Frequently asked questions
Why do I need to compile Nginx from scratch instead of using the apt package?
The nginx-rtmp module is not dynamic in stable Nginx on Ubuntu — it has to be linked at compile time via `--add-module`. The `libnginx-mod-rtmp` package exists in some mirrors, but it tends to stay stuck on old module versions (1.2.1 from 2017).

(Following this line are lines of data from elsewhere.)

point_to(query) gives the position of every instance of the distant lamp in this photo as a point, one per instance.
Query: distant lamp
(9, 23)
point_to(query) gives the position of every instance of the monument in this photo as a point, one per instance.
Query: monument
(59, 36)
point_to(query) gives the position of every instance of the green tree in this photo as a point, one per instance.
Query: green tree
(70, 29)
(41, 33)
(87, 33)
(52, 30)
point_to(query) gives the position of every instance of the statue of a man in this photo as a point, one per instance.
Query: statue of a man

Compiling takes 4-5 minutes and gives you full control over the version.
What is the real latency of an RTMP stream converted to HLS?
Between 8 and 30 seconds with default settings, depending on `hls_fragment` (default 5s) and `hls_playlist_length`. To get below 5s, consider LL-HLS with `hls_fragment 1s` and a compatible player (hls.js 1.x), or switch to WebRTC if you need sub-second latency.
Can I stream from OBS directly to HLS without RTMP?
Not natively. OBS exports in RTMP, SRT or WHIP (WebRTC). HLS is a distribution format for players, not an ingestion format. The standard flow is OBS → RTMP → Nginx-RTMP generates HLS → player consumes HLS over HTTP.
How do I restrict who can publish to the stream without exposing the key?
Use `on_publish` pointing to an HTTP endpoint of yours that validates the `name` (stream key) against a database. Nginx-RTMP only allows the publication if the endpoint returns 2xx. Combine it with a firewall closing port 1935 to authorized IPs only if the publisher base is fixed.
How many concurrent streams can an average server handle?
Depends on CPU and bandwidth. On a 4 vCPU + 8 GB VPS without transcoding (just passing RTMP through and generating HLS via direct copy fragments), you can serve 50-100 concurrent publishers. With H.264 transcoding via ffmpeg for multiple bitrates, it drops to 4-8 streams per CPU.
HLS fragments are being generated but the player cannot play — what should I check?
Three common causes: 1) CORS — add `add_header 'Access-Control-Allow-Origin' '*'` to the HLS location; 2) MIME type — confirm that `.m3u8` is `application/vnd.apple.mpegurl` and `.ts` is `video/mp2t`; 3) directory permission — `/var/www/hls` must be writable by the Nginx user (usually www-data).